(Cet article concerne la suite d'une procédure sur laquelle une note a déjà été publiée sur ce site)

Le cabinet Arvis était l'avocat d'une fonctionnaire territoriale, employée au service courrier de sa collectivité, service dans lequel elle a subi des agissements à raison desquels elle a demandé une mesure de protection fonctionnelle pour "harcèlement moral et harcèlement sexuel".

L'autorité territoriale a diligenté une enquête au terme de laquelle elle a reconnu d'importants dysfonctionnements mais refusé de qualifier ceux-ci de harcèlement moral, et par ailleurs, a infligé à l'agente une sanction disciplinaire à raison de ses accusations de harcèlement sexuel, car les gestes et propos qu'elle a subis et dénoncés, bien qu'avérés et inadaptés ou déplacés, n'atteignaient pas un caractère de gravité suffisante pour qualifier un harcèlement sexuel, de sorte que cette accusation avait "porté préjudice" au collègue accusé (le chef de service).

L'enjeu pour la Cour administrative d'appel de Paris, saisie de ce litige, est de clarifier l'interprétation à donner aux conclusions ambiguës de l'enquête administrative, qui dans le même mouvement, reconnaît la matérialité d'agissements abusifs, mais sans pour autant leur donner une qualification de harcèlement, propre à protéger la requérante. 

La Cour estime d'abord que la requérante apporte des éléments faisant présumer des agissements de harcèlement moral, contenus dans le rapport d'enquête qui relève que l'agente a été délibérément isolée par un groupe de collègues qui ne lui adressaient plus la parole et incitaient d'autres agents à faire de même. La requérante produit également des témoignages et un rapport plus ancien révélant que l'ambiance relationnelle du service courrier était dégradée depuis longtemps sans que l'autorité territoriale n'ait agi pour y mettre un terme. L'administration veut renverser cette présomption de harcèlement en invoquant le comportement de la requérante à laquelle le rapport d'enquête reproche de s'isoler de ses collègues. Mais la Cour écarte cet argument en observant que c'est l'inaction de l'administration qui a poussé la requérante à s'isoler pour se protéger ; et la Cour observe que le groupe d'agents harceleurs a, lui, finalement été sanctionné par l'autorité territoriale. 
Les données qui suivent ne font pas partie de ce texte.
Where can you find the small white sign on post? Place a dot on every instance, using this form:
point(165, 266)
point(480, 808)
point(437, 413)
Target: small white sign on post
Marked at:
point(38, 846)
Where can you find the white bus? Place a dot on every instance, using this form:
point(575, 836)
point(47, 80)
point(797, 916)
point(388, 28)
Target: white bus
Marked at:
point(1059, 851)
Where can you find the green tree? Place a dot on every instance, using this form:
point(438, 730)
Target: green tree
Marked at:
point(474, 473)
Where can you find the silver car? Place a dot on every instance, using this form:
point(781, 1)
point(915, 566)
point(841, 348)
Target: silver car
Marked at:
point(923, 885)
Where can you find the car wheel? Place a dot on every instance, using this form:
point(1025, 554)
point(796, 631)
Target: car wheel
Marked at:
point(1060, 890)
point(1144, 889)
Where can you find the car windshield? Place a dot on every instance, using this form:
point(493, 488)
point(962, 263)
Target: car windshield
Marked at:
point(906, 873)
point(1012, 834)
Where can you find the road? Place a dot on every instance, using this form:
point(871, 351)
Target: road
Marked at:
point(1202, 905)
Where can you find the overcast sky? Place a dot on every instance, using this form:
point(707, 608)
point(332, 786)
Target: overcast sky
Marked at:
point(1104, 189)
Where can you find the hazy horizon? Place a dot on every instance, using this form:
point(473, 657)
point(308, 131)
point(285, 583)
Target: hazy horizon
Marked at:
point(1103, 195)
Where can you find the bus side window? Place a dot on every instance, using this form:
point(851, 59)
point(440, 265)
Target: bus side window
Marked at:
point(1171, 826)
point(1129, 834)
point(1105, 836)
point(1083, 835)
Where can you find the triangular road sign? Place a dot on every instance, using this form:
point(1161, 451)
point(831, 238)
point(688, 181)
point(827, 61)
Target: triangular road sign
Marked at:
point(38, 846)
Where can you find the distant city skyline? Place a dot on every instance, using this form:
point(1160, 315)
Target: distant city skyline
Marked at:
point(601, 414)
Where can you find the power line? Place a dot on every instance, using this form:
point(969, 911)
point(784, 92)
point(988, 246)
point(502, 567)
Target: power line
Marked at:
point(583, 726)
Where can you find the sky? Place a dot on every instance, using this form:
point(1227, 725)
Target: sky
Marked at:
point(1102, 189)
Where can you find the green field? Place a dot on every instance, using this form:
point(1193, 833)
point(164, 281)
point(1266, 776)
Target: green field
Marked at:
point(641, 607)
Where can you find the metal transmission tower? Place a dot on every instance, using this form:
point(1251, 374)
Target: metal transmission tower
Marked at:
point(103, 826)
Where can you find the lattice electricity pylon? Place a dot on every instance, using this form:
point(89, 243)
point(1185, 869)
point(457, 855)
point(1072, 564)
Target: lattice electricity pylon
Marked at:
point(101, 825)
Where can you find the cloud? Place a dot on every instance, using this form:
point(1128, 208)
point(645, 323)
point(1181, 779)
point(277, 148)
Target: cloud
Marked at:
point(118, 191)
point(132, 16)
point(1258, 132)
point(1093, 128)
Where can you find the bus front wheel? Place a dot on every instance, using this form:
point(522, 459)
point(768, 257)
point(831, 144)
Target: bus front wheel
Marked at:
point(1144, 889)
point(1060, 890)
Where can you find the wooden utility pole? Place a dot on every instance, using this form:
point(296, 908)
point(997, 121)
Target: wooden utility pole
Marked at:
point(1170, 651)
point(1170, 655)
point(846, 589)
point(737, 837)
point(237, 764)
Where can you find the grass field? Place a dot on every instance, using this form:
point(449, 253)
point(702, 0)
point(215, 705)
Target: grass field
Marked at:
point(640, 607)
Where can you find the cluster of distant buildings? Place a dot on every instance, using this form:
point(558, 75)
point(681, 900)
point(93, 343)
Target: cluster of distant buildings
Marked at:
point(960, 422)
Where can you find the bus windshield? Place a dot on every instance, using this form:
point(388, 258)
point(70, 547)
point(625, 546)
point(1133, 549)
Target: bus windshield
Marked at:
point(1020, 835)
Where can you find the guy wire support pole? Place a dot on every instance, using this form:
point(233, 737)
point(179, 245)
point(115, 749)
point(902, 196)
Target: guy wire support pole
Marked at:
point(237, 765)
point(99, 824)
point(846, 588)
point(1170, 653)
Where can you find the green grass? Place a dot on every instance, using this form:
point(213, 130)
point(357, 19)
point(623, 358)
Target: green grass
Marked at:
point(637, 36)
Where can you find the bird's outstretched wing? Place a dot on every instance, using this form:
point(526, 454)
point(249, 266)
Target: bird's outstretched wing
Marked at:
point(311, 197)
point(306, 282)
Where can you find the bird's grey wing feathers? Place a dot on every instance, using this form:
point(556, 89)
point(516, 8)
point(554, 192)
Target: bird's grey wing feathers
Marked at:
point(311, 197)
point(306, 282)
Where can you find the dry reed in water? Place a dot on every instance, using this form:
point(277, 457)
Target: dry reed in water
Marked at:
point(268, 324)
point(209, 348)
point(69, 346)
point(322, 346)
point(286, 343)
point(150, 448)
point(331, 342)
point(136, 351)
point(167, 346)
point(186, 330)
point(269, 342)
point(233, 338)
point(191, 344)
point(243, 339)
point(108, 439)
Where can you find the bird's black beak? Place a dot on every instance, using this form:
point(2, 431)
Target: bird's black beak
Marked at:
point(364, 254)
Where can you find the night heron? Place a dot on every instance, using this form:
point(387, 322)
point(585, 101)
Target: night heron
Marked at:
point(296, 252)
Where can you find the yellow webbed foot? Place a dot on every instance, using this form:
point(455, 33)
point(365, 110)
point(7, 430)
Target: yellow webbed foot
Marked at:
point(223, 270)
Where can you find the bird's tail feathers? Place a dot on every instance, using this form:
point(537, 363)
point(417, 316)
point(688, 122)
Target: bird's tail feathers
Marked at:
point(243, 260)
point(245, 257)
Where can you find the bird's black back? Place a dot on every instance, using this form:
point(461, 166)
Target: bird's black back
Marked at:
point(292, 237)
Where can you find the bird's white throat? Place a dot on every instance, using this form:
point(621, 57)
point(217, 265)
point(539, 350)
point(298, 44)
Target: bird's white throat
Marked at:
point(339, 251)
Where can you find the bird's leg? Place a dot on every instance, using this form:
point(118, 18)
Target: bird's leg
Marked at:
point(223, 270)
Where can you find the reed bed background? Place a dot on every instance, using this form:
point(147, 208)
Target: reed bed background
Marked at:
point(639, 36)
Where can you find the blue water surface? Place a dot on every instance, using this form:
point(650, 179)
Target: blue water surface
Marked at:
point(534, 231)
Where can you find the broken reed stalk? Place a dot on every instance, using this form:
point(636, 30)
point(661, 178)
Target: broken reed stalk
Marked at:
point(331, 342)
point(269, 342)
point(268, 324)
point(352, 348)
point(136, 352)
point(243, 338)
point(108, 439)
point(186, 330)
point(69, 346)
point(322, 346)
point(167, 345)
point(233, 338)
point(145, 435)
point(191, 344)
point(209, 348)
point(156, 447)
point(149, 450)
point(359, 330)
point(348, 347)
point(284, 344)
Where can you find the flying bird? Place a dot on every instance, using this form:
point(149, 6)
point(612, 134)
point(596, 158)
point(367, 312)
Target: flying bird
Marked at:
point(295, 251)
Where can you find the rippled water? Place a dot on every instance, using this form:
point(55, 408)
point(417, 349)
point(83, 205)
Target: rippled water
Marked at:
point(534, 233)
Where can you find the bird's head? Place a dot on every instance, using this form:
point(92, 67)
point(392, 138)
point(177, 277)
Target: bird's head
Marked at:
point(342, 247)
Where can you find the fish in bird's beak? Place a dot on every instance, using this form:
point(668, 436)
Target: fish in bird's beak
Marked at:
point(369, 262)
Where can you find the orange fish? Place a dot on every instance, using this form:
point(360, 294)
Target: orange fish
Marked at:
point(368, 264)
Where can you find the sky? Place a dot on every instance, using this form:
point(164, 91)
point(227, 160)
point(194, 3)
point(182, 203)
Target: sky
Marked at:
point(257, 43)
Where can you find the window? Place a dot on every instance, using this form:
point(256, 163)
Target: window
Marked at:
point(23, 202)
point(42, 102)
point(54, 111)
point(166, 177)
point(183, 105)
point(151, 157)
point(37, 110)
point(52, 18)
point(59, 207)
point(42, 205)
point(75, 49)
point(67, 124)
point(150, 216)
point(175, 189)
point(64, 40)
S'agissant ensuite du harcèlement sexuel, la Cour estime, comme l'avait fait le tribunal administratif en première instance, que les agissements dénoncés, commis par le supérieur hiérarchique de la requérante, consistant en des propos, et un geste, déplacés ou inadaptés, ne peuvent à eux seuls recevoir cette qualification. Mais pour autant, elle rappelle que le cadre juridique fixé par le statut interdit de sanctionner un agent qui aura dénoncé de bonne foi des faits de harcèlement. Et la Cour rappelle qu'en cette matière, la mauvaise foi consiste à relater de tels faits de harcèlement sexuel, en toute connaissance de leur fausseté et dans le seul but, notamment, de nuire à un autre agent, à un supérieur hiérarchique ou à l'image de l'administration, ou d'éviter le prononcé d'une sanction disciplinaire à raison d'autres faits.

En l'espèce, elle constate que les termes de la plainte pénale de la requérante, ainsi que de sa demande de protection fonctionnelle pour "harcèlement sexuel", et ses déclarations pendant l'enquête, sont révélateurs de sa sincérité et de sa bonne foi.

La sanction disciplinaire est, en conséquence, une mesure de rétorsion illégale et la Cour en prononce l'annulation.